My guess is that the Intel extension overrides only a few methods that were not used by the examples you ran. But there is absolutely no guarantee that it will work with Gaudi as it's not meant for it. Where did you see that it is needed for inference?

about the last error yes thats occur when I try bigger model such as Llama 13B or 70B and I want to be able to use the 70B eventually. so how can we distribute the data between the cards?

We need DeepSpeed for this but it doesn't work well with LoRA at the moment. We are investigating it. See how to use DeepSpeed on Gaudi if you want to try: https://huggingface.co/docs/optimum/habana/usage_guides/deepspeed

also when running the same command with Gaudi2 I get this error:

I cannot reproduce it on Gaudi2 with --dataset_name tatsu-lab/alpaca. Could you share merged_final_ultimate_andy.json or find apublic dataset so that I can reproduce it?
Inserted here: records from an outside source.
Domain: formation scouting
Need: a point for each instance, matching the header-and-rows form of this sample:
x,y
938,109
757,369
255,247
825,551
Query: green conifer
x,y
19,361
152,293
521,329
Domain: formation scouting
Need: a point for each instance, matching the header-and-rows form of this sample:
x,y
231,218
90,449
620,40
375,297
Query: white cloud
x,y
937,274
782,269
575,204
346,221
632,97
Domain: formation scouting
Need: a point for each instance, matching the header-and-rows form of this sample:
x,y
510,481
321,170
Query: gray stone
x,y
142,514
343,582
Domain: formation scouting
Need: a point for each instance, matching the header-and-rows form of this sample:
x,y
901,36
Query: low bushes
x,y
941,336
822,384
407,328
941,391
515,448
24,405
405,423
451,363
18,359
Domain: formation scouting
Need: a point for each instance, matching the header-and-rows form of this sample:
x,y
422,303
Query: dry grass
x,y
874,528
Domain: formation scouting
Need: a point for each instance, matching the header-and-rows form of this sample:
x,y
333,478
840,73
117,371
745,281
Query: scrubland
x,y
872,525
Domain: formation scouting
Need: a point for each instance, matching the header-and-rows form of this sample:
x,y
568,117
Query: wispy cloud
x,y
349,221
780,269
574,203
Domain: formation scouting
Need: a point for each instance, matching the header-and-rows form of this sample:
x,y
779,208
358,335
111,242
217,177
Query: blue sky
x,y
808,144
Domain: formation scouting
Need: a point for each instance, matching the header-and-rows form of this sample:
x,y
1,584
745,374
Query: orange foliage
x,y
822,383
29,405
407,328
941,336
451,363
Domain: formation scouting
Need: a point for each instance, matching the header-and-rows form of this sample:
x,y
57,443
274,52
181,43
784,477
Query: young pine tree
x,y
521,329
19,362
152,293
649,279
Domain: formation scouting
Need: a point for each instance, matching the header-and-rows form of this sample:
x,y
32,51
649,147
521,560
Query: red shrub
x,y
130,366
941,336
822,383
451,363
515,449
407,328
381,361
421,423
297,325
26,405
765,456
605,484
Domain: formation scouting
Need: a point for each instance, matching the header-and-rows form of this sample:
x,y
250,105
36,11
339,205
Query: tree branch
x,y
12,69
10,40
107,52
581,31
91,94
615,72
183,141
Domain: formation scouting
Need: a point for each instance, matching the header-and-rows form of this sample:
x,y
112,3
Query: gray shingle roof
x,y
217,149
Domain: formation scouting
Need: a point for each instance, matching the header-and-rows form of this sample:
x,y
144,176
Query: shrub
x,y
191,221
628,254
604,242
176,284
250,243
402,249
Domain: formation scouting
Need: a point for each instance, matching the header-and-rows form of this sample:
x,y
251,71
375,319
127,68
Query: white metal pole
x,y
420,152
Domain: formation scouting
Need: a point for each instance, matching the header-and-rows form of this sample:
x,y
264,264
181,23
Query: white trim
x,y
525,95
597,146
DannyAtal commented 1 year ago

yes it reproduced for me also with this dataset on gaudi2 note that Im using gaudi2 on Kunernetes it was reproduced with this command: python3 optimum-habana/examples/language-modeling/run_lora_clm.py \ --model_name_or_path meta-llama/Llama-2-7b-hf \ --dataset_name tatsu-lab/alpaca\ --bf16 True \ --output_dir ./model_lora_llama \ --num_train_epochs 3 \ --per_device_train_batch_size 2 \ --per_device_eval_batch_size 2 \ --gradient_accumulation_steps 4 \ --evaluation_strategy no \ --save_strategy steps \ --save_steps 2000 \ --save_total_limit 1 \ --learning_rate 1e-4 \ --logging_steps 1 \ --dataset_concatenation \ --do_train \ --use_habana \ --use_lazy_mode \ --throughput_warmup_steps 1

regisss commented 1 year ago

I cannot reproduce it on my Gaudi2 instance. Maybe it's related to Kubernetes, I suggest you ask on Habana's forum: https://forum.habana.ai/

ZhaiFeiyue commented 1 year ago

@DannyAtal which release are you using? could you supply more info, e.g. hl-smi outputs habana release version and docker ?

DannyAtal commented 1 year ago

@ZhaiFeiyue this is the versions Im using:

image

and this is the docker Image Im using: public.ecr.aws/habanalabs/pytorch-installer:2.0.1-ubuntu20.04-1.11.0-latest

these are the devices:

image

and Im pulling optimum-habana master version, and Installing this from pypi: pip install optimum-habana==1.7.2 and this deep speed version: pip install git+https://github.com/HabanaAI/DeepSpeed.git@1.11.0

ZhaiFeiyue commented 1 year ago

@DannyAtal can you run hl-smi -L and provide the outputs?

DannyAtal commented 1 year ago

@ZhaiFeiyue sure here is it: hl-smi-l.txt

ZhaiFeiyue commented 1 year ago

@DannyAtal driver, fw and docker seems already match with each other. have you followed the k8s guide to setup your env? or have you tried running model on gaudi with k8s?

DannyAtal commented 1 year ago

@ZhaiFeiyue no I didnt install it, it was a guy from habana who installed it. it is running on single card but fail for multi cards, also didnt try multimodes cause if in single node its not functioning then it wont in multi nodes. yes I was able to run a model on gaudi dl1 and dl2 in k8s but not on multi cards just on a single device.

regisss commented 11 months ago

@DannyAtal Have you managed to solve this?